大椿寺は、鎌倉幕府初代将軍(鎌倉殿)・源頼朝が三崎に設けた三御所の一つ「椿の御所」跡に建つ寺院です。「椿の御所」の名は、この地に多数の椿の木があったことに由来します。
大椿寺は、現在の城ヶ島大橋のたもとに位置しています。城ヶ島大橋の建設工事の際、大椿寺の裏山の円墳からは、「女人埴輪」など、多くの埴輪が出土しました。
大椿寺は、三浦三十三観音・第4番札所となっています。
山号 | 金剛山 |
宗派 | 臨済宗妙心寺派 |
寺格 | ― |
本尊 | 十一面観音 |
創建 | 1199年(建久10年)~1230年(寛喜2年) |
開山 | 旭永 |
開基 | 妙悟尼 |
三崎三御所は、源頼朝をもてなすための別荘として設けられました。「椿の御所」以外の二つは、現在の見桃寺に「桃の御所」が、現在の本瑞寺に「桜の御所」が設けられていました。

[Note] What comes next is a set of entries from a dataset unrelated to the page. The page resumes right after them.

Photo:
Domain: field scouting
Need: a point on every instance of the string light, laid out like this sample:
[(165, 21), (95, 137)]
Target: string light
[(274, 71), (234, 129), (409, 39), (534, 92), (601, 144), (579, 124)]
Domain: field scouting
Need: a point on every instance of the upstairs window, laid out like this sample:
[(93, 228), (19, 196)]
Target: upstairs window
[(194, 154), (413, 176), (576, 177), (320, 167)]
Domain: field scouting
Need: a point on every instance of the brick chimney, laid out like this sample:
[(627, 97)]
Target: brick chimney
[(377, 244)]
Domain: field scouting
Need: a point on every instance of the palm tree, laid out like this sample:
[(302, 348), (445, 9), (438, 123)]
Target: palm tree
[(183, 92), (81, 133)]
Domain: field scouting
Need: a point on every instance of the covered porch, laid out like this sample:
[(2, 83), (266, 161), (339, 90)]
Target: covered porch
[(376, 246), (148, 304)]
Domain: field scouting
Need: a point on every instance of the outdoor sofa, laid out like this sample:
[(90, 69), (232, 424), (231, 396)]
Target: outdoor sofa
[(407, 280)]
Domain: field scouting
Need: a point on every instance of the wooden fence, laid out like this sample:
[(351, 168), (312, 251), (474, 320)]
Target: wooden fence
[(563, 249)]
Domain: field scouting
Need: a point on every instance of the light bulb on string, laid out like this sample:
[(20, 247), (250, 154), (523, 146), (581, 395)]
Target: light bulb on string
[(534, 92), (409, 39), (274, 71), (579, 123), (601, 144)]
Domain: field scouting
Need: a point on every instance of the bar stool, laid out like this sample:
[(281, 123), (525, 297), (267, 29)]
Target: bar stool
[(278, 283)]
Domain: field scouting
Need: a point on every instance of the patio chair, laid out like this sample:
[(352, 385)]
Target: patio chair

三崎三御所は、「三崎山荘」と呼ばれることがある他、それぞれに花の名が付いていることから「花の三御所」などと表現されることもあります。
源頼朝は三崎を好み、何度も来遊しました。その際、この地を治めていた三浦氏の当主・三浦義澄やその一族が、飲食を振舞ったり、武芸を披露したりしたと伝わります。
INDEX
源頼朝の寵愛を受けた妙悟尼
開基の妙悟尼は、源頼朝の側室と伝わる人物です。この地で、頼朝の寵愛を受けていましたが、頼朝の死後、尼となり、妙悟尼と称したと言います。「大椿寺」は、妙悟尼の法名です。
源頼朝の、正室である北条政子以外の室(側室、愛妾)としては、亀の前事件で有名な亀の前の存在がよく知られています。
亀の前は、政子の嫉妬を受けて、逗子の飯島から葉山の鐙摺へと逃れました。鎌倉からは遠ざかったことになります。
現代で言うプレイボーイやチャラ男だったと見られる頼朝にとって、鎌倉からさらに遠い三崎の地は、政子の目を気にせずに羽目を外せる、安息の地だったのかもしれません。
北原白秋も歩いた大椿寺
明治後期から昭和前期に活躍した詩人・北原白秋は、一時、大椿寺近くの異人館に住んでいました。白秋はよく大椿寺へも散歩に訪れていて、大椿寺のことを詠んだ歌も残されています。
椿の御所以外の源頼朝の三崎の三御所
源頼朝は、三浦半島では、三崎以外に葉山の森戸大明神(森戸神社)があるあたりにも別荘を設けました。